Gray was a 13th-round pick of the Pirates in 2017. He spent his first pro season with Short-A West Virginia in the New York-Penn League, batting .269 with seven homers and 37 RBIs in 53 games.
Pirates owner Bob Nutting said Thursday that the team won't stray from its roster strategy even if some of its moves are unpopular with fans. Pittsburgh traded away two of its top players, outfielder Andrew McCutchen and pitcher Gerrit Cole, in exchange for six younger players, including pitcher Joe Musgrove and third baseman Colin Moran, who will be on the opening day roster.
The turnover comes after the Pirates missed the playoffs each of the past two seasons.
"We've made a clear directional shift this offseason," Nutting said. "No question, this team is going to be stronger in 2019 and '20 than it would have been without those trades."
Nutting insists the Pirates are not in a rebuilding mode.
"We are not at a point where we need to punt a season to harvest some draft picks," Nutting said. "I think that's the wrong approach for the Pirates. Will we need to make some very challenging trades to harvest talent? Yes. Will they be enthusiastically welcomed? No. We will continue to do what we think is right to infuse talent into this organization everywhere we can."
Backlash to the team's moves have come from fans and the clubhouse.
Believing the team is not committed to winning, second baseman Josh Harrison already has requested a trade. Third baseman David Freese has said he has not felt much competitive fire in the clubhouse the past two seasons.
Both players met privately with Nutting.
"I think some of the comments were correct and fair," Nutting said. "I think they're helping to build what we need to do, which is put the most important things up front to make sure we do have that winning culture."
Nutting said he's done his part this week by being visible on the fields at Pirate City during spring training workouts, and said the players must do more, too.
"Any great culture primarily is coming from the bottom up," Nutting said.
The Pirates shed about $20 million in salaries by trading McCutchen and Cole.

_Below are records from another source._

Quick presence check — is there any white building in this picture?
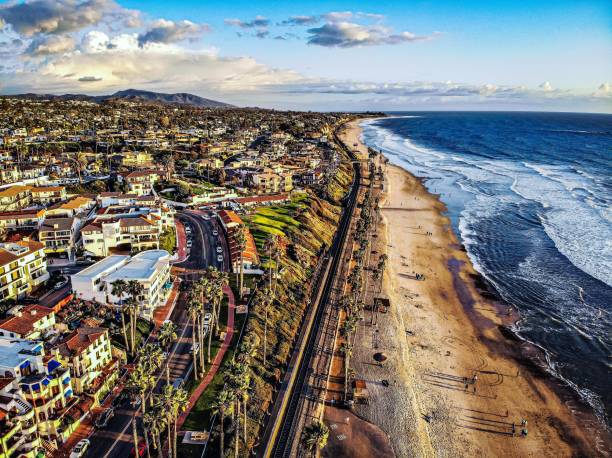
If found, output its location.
[0,241,49,300]
[71,250,171,319]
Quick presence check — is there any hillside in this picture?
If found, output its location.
[2,89,233,108]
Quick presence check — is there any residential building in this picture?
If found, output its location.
[0,240,49,300]
[0,305,55,340]
[0,337,79,450]
[54,326,119,406]
[71,250,172,319]
[0,209,46,230]
[121,151,153,167]
[219,210,259,272]
[30,186,66,206]
[189,187,238,205]
[47,196,96,218]
[0,185,32,211]
[126,170,160,196]
[38,217,81,260]
[81,215,162,257]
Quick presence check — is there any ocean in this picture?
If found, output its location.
[361,112,612,426]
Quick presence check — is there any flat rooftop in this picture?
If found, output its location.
[0,337,42,368]
[104,250,170,283]
[72,254,130,279]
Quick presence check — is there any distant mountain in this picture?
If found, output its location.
[2,89,234,108]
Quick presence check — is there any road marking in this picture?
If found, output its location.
[103,299,191,458]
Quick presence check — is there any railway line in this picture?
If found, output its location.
[257,121,361,458]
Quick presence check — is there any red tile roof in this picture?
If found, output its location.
[0,305,53,336]
[57,327,108,356]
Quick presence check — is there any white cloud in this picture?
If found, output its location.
[0,0,122,37]
[538,81,555,92]
[593,83,612,98]
[138,19,210,46]
[224,16,270,29]
[308,21,435,48]
[26,35,75,56]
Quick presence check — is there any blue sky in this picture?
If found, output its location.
[0,0,612,111]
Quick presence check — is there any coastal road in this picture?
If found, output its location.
[87,211,229,458]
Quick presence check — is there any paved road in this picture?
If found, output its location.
[87,211,229,458]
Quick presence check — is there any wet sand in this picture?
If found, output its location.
[343,123,609,457]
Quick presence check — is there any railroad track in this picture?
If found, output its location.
[258,123,361,458]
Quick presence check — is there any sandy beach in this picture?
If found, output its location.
[335,122,609,457]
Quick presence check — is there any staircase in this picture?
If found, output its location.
[40,438,57,458]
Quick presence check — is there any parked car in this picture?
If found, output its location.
[130,442,147,458]
[70,439,90,458]
[113,391,130,407]
[96,407,115,428]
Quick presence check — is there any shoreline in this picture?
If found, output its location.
[342,120,610,456]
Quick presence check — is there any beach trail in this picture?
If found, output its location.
[334,122,607,457]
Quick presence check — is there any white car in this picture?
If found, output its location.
[70,439,89,458]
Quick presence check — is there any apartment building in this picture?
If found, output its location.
[47,196,96,218]
[38,217,81,260]
[30,186,67,207]
[0,185,32,211]
[0,209,46,230]
[219,210,259,272]
[121,151,153,167]
[71,250,172,319]
[0,305,55,340]
[0,241,49,300]
[54,326,119,407]
[0,337,78,457]
[81,216,162,257]
[125,170,160,196]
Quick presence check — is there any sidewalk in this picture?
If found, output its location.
[153,280,180,332]
[173,218,188,264]
[177,286,236,431]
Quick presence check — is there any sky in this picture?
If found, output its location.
[0,0,612,112]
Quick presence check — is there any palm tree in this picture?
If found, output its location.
[121,297,138,356]
[128,362,155,458]
[142,405,166,458]
[340,339,353,401]
[187,297,201,380]
[72,152,87,184]
[302,420,329,456]
[127,280,144,348]
[223,359,248,458]
[258,288,274,368]
[212,387,234,458]
[111,280,132,353]
[160,385,189,458]
[235,225,246,300]
[158,321,178,384]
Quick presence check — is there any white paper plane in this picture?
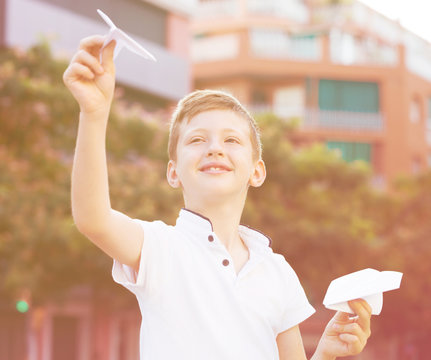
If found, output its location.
[323,269,403,315]
[97,9,157,61]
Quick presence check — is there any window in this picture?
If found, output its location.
[410,98,422,123]
[319,79,380,113]
[326,141,372,163]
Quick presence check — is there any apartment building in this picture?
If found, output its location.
[192,0,431,186]
[0,0,193,360]
[0,0,194,106]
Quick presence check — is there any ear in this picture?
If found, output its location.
[166,160,180,189]
[250,159,266,187]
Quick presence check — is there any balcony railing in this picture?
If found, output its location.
[249,105,384,132]
[330,30,399,66]
[250,29,322,61]
[191,34,240,62]
[312,1,402,45]
[195,0,241,19]
[195,0,310,24]
[247,0,310,24]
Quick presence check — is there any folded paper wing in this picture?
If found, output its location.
[97,9,157,61]
[323,269,403,315]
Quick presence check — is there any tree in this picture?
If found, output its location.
[0,44,180,302]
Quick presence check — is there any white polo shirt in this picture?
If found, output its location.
[112,209,314,360]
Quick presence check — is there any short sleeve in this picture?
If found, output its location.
[112,219,172,295]
[275,258,315,334]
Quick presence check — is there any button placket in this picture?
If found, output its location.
[207,233,232,267]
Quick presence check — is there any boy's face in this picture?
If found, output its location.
[167,110,266,206]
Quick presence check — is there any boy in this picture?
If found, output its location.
[64,36,371,360]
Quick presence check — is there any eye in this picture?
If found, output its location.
[189,136,204,144]
[225,136,240,144]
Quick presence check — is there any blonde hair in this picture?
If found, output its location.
[168,90,262,160]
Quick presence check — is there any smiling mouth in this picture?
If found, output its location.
[200,165,231,174]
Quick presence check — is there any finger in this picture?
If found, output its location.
[339,334,365,355]
[349,299,371,332]
[72,50,104,75]
[334,322,365,338]
[102,40,117,74]
[79,35,105,56]
[64,63,94,82]
[332,311,349,322]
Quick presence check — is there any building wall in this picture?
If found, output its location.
[192,0,431,183]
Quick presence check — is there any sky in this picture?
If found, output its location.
[360,0,431,42]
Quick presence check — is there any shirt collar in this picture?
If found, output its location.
[176,208,272,253]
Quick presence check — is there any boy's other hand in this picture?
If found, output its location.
[315,299,371,359]
[63,35,115,114]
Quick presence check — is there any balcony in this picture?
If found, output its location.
[249,105,384,133]
[312,1,402,45]
[250,29,322,61]
[329,30,399,66]
[195,0,309,24]
[247,0,310,24]
[191,34,240,63]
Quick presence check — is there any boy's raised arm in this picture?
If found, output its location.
[63,36,143,269]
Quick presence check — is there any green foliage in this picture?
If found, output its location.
[0,44,431,352]
[0,44,181,302]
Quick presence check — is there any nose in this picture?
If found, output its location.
[207,139,224,156]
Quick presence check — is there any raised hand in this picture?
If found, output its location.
[63,35,115,114]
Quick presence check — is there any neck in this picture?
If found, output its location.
[185,197,244,252]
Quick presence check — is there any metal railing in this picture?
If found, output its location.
[249,105,384,132]
[250,29,322,61]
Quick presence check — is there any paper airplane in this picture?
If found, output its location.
[97,9,157,61]
[323,269,403,315]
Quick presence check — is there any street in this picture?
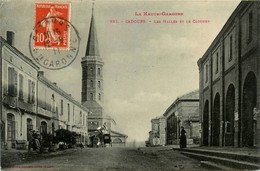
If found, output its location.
[3,147,203,170]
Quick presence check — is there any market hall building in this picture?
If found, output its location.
[0,31,89,149]
[163,90,201,145]
[198,1,260,147]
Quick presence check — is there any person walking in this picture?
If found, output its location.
[180,126,187,148]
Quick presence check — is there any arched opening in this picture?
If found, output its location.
[224,84,235,146]
[242,72,257,146]
[26,118,33,141]
[41,121,47,135]
[7,113,16,142]
[203,100,209,146]
[211,93,220,146]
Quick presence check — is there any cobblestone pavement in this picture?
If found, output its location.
[4,147,203,170]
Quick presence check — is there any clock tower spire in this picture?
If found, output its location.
[81,3,104,131]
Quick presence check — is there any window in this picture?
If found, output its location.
[73,105,75,123]
[248,11,253,42]
[40,121,47,135]
[90,80,94,87]
[51,94,57,113]
[216,52,219,74]
[60,99,63,115]
[19,74,23,100]
[7,113,17,140]
[229,35,233,61]
[68,103,70,121]
[79,111,82,124]
[205,64,209,83]
[82,66,88,78]
[27,118,33,141]
[28,80,35,104]
[98,81,101,88]
[89,67,94,74]
[8,68,17,97]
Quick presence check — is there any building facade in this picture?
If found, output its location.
[111,130,128,147]
[163,90,201,144]
[0,32,89,149]
[37,71,89,144]
[81,4,127,145]
[149,116,166,146]
[198,1,260,147]
[0,32,39,148]
[81,6,105,131]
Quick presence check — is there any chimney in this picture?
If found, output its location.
[6,31,14,46]
[38,71,44,77]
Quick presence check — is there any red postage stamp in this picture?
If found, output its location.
[34,3,70,50]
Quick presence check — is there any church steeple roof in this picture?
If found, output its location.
[85,4,99,56]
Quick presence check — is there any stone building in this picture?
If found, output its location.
[0,32,89,149]
[111,130,128,147]
[81,5,104,131]
[198,1,260,147]
[81,4,127,144]
[0,34,39,148]
[149,116,166,146]
[163,90,201,144]
[37,71,89,144]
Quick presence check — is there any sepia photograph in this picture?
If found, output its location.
[0,0,260,171]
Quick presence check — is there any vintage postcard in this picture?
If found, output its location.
[0,0,260,170]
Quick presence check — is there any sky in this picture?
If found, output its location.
[0,0,239,141]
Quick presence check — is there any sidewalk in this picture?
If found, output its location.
[144,144,260,156]
[1,148,79,168]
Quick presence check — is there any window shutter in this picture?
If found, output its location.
[19,74,23,99]
[28,80,32,103]
[8,68,14,95]
[32,81,35,104]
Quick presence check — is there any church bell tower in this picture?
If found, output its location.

Their $80 million payroll will again be among the lowest in the majors this season.
The Pirates are the only team that did not sign a free agent to a major league deal this past offseason.
"I think that (adding a high-priced free agent) has been proven, time and again, not to be the way to drive a winning culture and a winning team," Nutting said. "Will we continue to look to make the team better? Yes. Will we be opportunistic? Absolutely. But can we veer from the path? I think that's when a directionless team really is a doomed team."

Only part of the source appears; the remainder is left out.